Devis Fabian Mwakanyamale, International Institute of Tropical Agriculture (IITA)

Barriers and opportunities to women’s participation in the commercialized cassava seed system in Tanzania
Inclusive agribusiness models can create opportunities for smallholders to increase their income and achieve broader development outcomes. Inclusiveness, however, requires that interventions to commercialize agri-food value chains consider both technical constraints and social barriers to gender equitable participation. This study’s objectives were to identify barriers that constrain women’s entry into the commercialized cassava seed system and examine gender differences in farmers’ experiences as Cassava Seed Entrepreneurs (CSEs).
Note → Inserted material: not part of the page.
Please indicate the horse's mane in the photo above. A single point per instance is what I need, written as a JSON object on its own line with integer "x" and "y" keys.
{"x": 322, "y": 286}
The study was conducted in Tanzania in 2021. Quantitative data were collected from 218 CSEs and 80 farmers who did not meet the selection criteria to become a CSE. Qualitative data were collected from 30 CSEs with varying levels of success running their businesses and from 13 extension officers who provided support to CSEs. Results show how women’s limited access to productive resources restricts their chances of becoming CSEs. Women CSEs on average own smaller land holdings and a greater proportion are asset poor compared to men CSEs. Women CSEs also face challenges when accessing capital, land, and labor to run their businesses. Qualitative findings illustrate how discriminatory gender norms within households and communities create additional barriers for women’s success as CSEs. Nonetheless, results also demonstrate how, with a supportive home environment and increased access to capital, land, training, and group membership, opportunities offered through the commercialized model can increase women’s income and strengthen their enterprises. Results suggest that a gender-transformative approach that integrates both technical and social innovations is necessary for an inclusive, integrated seed production model and for women’s increased empowerment.


Mukani Moyo, Nozomi Kawarazuka, and Srinivasulu Rajendran, International Potato Center (CIP)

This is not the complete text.